Although the common cold and the flu are both contagious viral infections, flu symptoms often come on suddenly and are much worse. Symptoms of the flu can begin from 1 to 4 days after the flu virus enters the body and usually begin suddenly.
Here, Chanda Newsome, Director of Infection Control at Wayne UNC Health Care, helps us understand the difference between cold and flu symptoms.
“Most people think influenza is just a bad cold, but it really isn’t,” Newsome says. “If you have a sudden or quick onset of body aches, headache, fatigue and chills, there is a very good chance that it may be the flu and not just a common cold.”
Symptoms of the flu will begin one to four days after the virus enters the body and include the following:
- Body aches
- Weakness or extreme fatigue
- Fever and chills
- Sore throat
- Runny nose
- Dry cough
Protect Yourself from the Flu
The best way to protect against the flu is to get an annual flu shot.
Every year, researchers assess the most prevalent flu viruses that have been circulating and determine which flu viruses should be considered when producing the vaccine for the next flu season.
“It’s a bit of an educated guess, really. It’s based on what’s happening at that moment and what flu viruses have been circulating throughout the world,” Newsome says.
Flu vaccines are not ‘live’ vaccines and they will not give you the flu. They are ‘dead’ or ‘inactivated’ vaccines that enable the body to recognize and develop antibodies against the flu strains that are contained in the vaccine. These antibodies become our defense against the flu.

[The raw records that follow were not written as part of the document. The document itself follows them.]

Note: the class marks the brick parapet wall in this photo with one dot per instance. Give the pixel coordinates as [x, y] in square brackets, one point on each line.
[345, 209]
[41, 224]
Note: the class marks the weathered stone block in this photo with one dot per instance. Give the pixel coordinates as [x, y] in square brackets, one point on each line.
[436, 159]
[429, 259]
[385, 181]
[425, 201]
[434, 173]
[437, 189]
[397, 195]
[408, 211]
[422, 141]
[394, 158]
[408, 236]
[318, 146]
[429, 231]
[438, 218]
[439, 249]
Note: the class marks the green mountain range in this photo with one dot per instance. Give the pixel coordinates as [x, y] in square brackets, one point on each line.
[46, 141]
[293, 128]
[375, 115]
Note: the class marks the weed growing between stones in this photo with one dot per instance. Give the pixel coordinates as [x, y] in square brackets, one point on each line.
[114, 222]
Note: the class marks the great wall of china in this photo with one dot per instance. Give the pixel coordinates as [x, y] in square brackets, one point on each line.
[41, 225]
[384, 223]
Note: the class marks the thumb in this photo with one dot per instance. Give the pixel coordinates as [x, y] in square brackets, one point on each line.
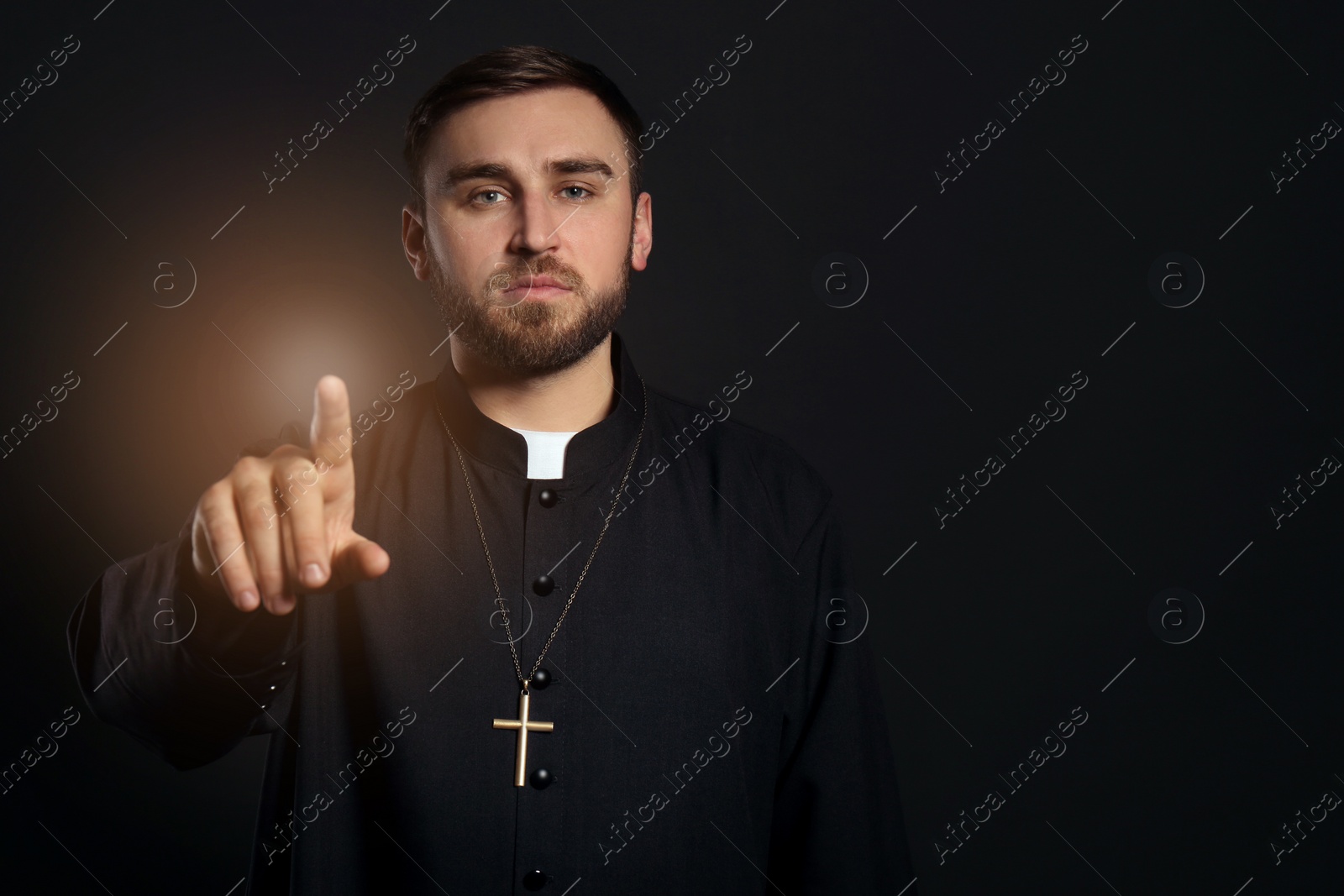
[360, 559]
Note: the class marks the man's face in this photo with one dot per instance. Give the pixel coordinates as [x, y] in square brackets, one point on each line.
[521, 191]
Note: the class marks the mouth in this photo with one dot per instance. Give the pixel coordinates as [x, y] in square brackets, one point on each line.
[537, 288]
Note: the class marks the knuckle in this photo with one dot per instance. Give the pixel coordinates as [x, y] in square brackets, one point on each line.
[249, 468]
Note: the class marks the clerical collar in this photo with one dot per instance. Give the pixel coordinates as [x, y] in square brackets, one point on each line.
[598, 446]
[544, 453]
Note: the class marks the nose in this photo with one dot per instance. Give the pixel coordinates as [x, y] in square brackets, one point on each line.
[538, 228]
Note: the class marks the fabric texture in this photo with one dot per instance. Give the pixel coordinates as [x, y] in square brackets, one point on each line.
[711, 736]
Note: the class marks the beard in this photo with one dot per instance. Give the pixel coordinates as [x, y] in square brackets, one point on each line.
[522, 336]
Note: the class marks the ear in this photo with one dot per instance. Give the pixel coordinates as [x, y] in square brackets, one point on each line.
[413, 239]
[643, 244]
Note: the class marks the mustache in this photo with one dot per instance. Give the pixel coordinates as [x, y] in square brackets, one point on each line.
[503, 280]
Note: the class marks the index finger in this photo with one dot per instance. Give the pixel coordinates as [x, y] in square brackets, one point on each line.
[331, 434]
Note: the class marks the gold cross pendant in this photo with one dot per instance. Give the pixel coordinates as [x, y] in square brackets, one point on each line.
[522, 725]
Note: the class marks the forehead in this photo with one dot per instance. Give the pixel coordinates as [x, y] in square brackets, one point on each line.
[524, 129]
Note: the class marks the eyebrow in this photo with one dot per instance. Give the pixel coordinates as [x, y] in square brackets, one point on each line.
[490, 170]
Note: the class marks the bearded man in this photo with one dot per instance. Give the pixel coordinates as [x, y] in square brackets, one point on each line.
[580, 640]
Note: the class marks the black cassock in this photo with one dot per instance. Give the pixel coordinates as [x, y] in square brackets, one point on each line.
[714, 730]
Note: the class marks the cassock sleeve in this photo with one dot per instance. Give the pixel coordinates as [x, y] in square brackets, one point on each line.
[837, 822]
[194, 700]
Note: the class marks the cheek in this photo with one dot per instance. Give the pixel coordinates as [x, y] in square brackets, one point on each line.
[600, 248]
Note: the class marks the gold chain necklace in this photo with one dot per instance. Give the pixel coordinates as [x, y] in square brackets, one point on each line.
[523, 725]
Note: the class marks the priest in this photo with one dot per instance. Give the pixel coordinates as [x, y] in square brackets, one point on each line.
[546, 629]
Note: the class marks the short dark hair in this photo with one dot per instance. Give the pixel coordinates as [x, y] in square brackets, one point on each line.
[515, 69]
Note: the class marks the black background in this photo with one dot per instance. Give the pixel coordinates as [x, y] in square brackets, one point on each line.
[987, 297]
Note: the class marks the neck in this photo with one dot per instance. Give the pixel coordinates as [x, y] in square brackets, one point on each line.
[566, 401]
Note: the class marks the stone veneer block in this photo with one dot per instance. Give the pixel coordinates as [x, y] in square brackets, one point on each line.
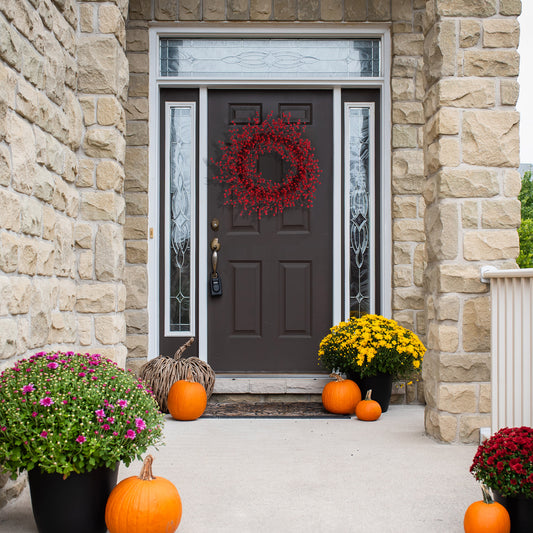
[466, 8]
[285, 10]
[260, 9]
[490, 138]
[166, 10]
[490, 245]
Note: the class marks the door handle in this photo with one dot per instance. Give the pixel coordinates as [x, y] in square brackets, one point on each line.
[215, 247]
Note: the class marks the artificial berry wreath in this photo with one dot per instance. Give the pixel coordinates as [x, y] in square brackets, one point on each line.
[246, 188]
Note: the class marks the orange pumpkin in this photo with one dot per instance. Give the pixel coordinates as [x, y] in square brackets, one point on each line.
[487, 516]
[341, 396]
[143, 504]
[368, 409]
[186, 400]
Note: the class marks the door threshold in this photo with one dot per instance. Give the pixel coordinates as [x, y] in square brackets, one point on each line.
[270, 383]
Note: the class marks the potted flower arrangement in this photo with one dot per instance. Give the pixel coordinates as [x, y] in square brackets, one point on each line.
[70, 418]
[372, 350]
[504, 463]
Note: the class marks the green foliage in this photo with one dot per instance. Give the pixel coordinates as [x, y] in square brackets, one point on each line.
[68, 412]
[525, 232]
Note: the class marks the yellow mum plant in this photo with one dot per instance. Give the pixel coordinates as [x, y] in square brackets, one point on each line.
[371, 345]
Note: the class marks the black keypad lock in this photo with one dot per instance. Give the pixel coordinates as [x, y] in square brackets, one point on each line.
[215, 285]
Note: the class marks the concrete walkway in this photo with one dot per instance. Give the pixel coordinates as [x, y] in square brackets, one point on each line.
[306, 476]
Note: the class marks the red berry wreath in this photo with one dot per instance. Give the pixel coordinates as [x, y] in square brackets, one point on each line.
[245, 186]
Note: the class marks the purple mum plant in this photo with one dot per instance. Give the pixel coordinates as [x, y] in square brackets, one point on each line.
[73, 412]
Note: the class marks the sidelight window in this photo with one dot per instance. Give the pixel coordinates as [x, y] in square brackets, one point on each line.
[180, 215]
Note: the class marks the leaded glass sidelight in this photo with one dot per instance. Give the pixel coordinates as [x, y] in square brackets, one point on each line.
[270, 58]
[359, 208]
[179, 195]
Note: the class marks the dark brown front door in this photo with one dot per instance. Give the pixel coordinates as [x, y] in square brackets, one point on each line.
[276, 271]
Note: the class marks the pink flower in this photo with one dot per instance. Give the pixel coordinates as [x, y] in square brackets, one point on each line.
[46, 401]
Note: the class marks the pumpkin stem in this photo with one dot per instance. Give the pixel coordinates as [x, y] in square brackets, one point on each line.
[487, 494]
[181, 349]
[146, 470]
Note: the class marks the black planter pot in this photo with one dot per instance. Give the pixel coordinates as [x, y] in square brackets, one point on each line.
[76, 503]
[381, 386]
[520, 510]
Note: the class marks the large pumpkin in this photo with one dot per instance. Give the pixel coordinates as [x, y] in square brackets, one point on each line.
[187, 399]
[368, 409]
[487, 516]
[341, 396]
[143, 504]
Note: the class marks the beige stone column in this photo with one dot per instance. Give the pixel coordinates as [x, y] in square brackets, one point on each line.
[471, 157]
[99, 234]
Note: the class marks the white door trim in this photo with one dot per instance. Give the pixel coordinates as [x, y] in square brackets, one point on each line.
[256, 30]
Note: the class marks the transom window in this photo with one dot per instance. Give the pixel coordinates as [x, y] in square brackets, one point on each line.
[270, 58]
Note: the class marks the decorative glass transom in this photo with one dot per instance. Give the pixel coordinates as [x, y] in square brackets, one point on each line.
[358, 157]
[270, 58]
[180, 180]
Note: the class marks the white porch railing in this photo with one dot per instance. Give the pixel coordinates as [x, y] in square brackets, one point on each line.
[512, 346]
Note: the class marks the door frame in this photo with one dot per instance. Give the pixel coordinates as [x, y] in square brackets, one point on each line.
[157, 82]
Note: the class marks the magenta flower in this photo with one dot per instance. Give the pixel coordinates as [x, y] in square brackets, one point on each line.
[46, 401]
[30, 387]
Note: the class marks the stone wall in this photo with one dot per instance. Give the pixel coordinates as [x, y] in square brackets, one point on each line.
[472, 153]
[63, 83]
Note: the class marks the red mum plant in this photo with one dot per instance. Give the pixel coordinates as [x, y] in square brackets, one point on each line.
[504, 462]
[246, 188]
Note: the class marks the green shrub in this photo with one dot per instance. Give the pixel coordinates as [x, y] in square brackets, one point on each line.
[525, 231]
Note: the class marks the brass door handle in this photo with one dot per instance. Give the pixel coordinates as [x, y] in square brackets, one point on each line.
[215, 247]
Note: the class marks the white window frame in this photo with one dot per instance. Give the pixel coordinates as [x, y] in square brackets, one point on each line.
[229, 30]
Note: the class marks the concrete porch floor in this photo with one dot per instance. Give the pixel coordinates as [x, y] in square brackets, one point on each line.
[306, 476]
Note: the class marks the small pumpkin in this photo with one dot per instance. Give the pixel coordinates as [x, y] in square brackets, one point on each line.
[368, 409]
[187, 399]
[487, 516]
[144, 504]
[341, 396]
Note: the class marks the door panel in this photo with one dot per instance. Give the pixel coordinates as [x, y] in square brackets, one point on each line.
[277, 271]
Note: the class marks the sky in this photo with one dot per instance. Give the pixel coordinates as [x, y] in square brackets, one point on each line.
[525, 100]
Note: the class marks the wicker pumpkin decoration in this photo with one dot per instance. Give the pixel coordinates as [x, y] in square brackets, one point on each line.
[187, 399]
[341, 396]
[162, 372]
[368, 409]
[143, 504]
[487, 516]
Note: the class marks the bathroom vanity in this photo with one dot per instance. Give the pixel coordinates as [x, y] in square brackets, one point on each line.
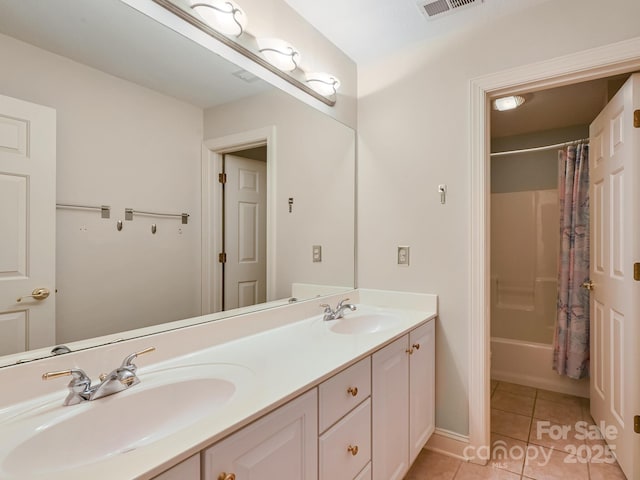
[277, 394]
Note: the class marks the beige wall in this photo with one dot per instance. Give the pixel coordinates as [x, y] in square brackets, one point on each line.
[121, 145]
[413, 124]
[315, 165]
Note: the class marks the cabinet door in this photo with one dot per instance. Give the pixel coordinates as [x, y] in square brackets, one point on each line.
[421, 387]
[390, 419]
[281, 445]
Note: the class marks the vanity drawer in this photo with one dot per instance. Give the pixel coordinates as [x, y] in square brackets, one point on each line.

There are several different seasonal or annual flu vaccines available. They provide protection against both A and B flu viruses. To find out what the best flu vaccine is for you, contact your pharmacist or healthcare provider.
Everyone 6 months of age and older should receive an annual flu vaccine, especially those at high risk of catching the flu or experiencing serious complications. This includes older adults, people with chronic lung or immune-suppressing conditions such as diabetes, pregnant women and young children.
It is important to get vaccinated as early in the flu season as possible, before you come in contact with the virus. The flu vaccine is 40 to 60 percent effective, and the most common side effects are redness, soreness and swelling at the injection site.
Although you can’t get the flu from the flu shot, it does take about two weeks for your body to develop the antibodies needed to protect you against the flu. During this time, you can feel as if you are getting ill. This is just your body producing those antibodies and learning to the fight the flu.